Silk Roads 1 and 2 both suffered the same fate once investigators found out who was behind them. That’s why many consider this week’s shut down of Silk Road 2.0 to be the beginning of the peer-to-peer OpenBazaar’s rise. The programmers who created and contribute to the open-source OpenBazaar don’t need to hide because, by essentially creating an ecommerce site that users can employ for their own purposes, they didn't necessarily do anything illegal.

Created by a group led by Amir Taaki, a well-known programmer who contributed to the Bitcoin project, the network was first introduced under the name DarkMarket at a Toronto Bitcoin Hackathon in April. DarkMarket took home the top prize at the event.

The project was later forked by a developer named Brian Hoffman, according to OpenBazaar’s Wikipedia page. By August, the name was changed to OpenBazaar "to improve its image online," the Guardian said.
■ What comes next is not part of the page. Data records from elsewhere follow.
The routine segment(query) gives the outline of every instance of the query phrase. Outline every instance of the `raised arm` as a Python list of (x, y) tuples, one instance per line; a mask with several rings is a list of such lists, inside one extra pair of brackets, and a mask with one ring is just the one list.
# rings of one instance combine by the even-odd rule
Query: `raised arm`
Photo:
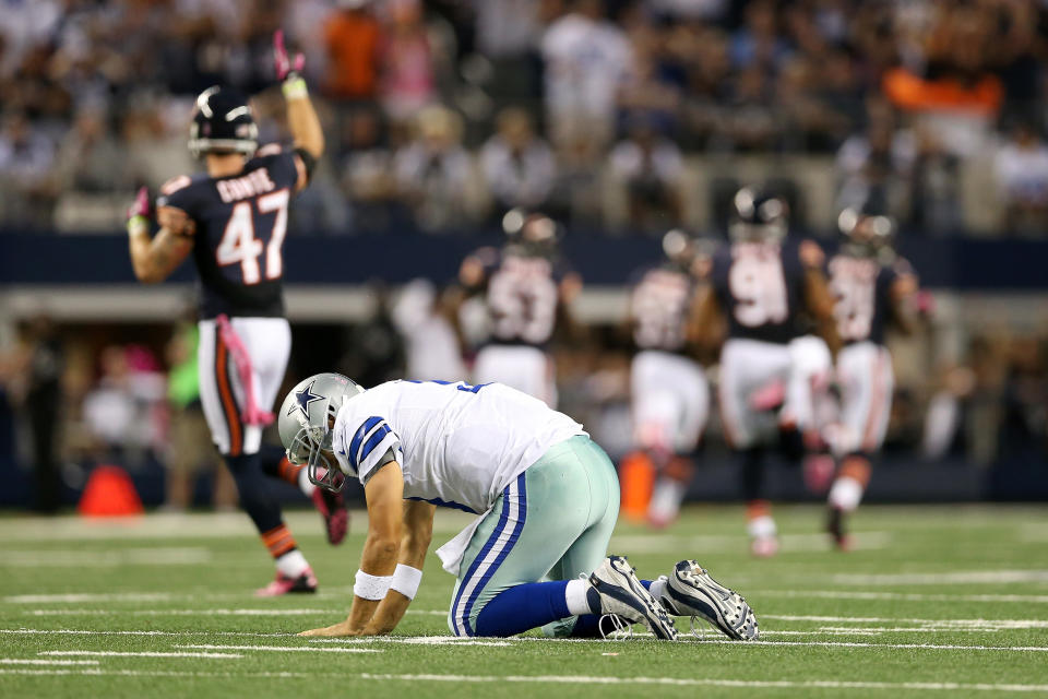
[(298, 189), (301, 189), (309, 181), (317, 161), (324, 154), (324, 132), (309, 98), (306, 80), (299, 74), (306, 59), (301, 54), (288, 57), (284, 47), (284, 32), (279, 29), (273, 35), (273, 58), (276, 76), (283, 83), (281, 88), (287, 103), (287, 127), (301, 161), (298, 181)]
[(150, 198), (143, 187), (128, 210), (128, 249), (134, 275), (156, 284), (171, 275), (193, 249), (195, 224), (184, 211), (164, 206), (157, 212), (160, 230), (150, 237)]
[(822, 269), (824, 260), (825, 256), (818, 244), (811, 240), (800, 244), (800, 261), (805, 265), (805, 306), (815, 322), (815, 333), (836, 356), (841, 348), (841, 335), (833, 317), (833, 293)]

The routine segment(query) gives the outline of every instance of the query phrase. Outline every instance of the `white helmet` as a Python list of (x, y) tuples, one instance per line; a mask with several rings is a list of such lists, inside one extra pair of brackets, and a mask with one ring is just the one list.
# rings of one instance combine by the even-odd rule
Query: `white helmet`
[(323, 452), (331, 451), (338, 410), (361, 393), (364, 388), (348, 377), (317, 374), (299, 382), (281, 404), (277, 429), (287, 460), (305, 465), (310, 483), (335, 491), (345, 485), (338, 464), (332, 464)]

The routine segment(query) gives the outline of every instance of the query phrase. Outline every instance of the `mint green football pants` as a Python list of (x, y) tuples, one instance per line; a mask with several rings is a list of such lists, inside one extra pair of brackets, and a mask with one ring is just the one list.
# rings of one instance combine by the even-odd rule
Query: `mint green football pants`
[[(508, 588), (588, 576), (607, 556), (618, 516), (619, 479), (604, 450), (581, 435), (550, 447), (469, 540), (451, 596), (452, 632), (474, 636), (484, 605)], [(544, 630), (573, 626), (571, 618)]]

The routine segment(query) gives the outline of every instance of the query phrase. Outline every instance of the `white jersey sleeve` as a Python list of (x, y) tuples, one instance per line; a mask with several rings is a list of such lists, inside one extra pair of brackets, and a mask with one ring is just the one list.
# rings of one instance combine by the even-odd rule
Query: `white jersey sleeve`
[(389, 423), (378, 415), (371, 415), (346, 429), (335, 434), (335, 457), (344, 469), (355, 473), (361, 484), (366, 484), (374, 471), (385, 463), (385, 453), (393, 451), (394, 459), (404, 463), (401, 451), (401, 438), (390, 427)]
I covered the DarkMarket project when it was introduced in April. Here’s my (loose) explanation from then on how it works:

According to Wired, the DarkMarket prototype runs as a daemon in the background of the user’s operating system and uses the ZeroMQ peer-to-peer networking commands to make the user’s PC act as a node in a distributed network. Each user is given a page from which to sell to other buyers on the network, in the same way eBay does (those who don’t intend to sell simply leave their page blank). Sales are conducted through a messaging system, and an “arbiter” is selected to act as an intermediary to make sure the deal goes over smoothly. These arbiters are simply other users who have been chosen by others to take that role. It sounds similar to how Reddit chooses moderators for its subreddits.

Once the agreement has been made, the three parties – buyer, seller, arbiter – create a new Bitcoin address that employs a "multisignature address," which combines the public encryption keys of each party that has access to the account. This Bitcoin address is used as an escrow to hold the money until the buyer has received the product. From there, depending on how successful the transaction was, the three parties distribute the money. Through this approach, the arbiter and buyer can prevent sellers from flaking on their end of an agreement, which some may be wont to do in a black market. That process, along with a rating and review system for each user, is intended to maintain civility among users.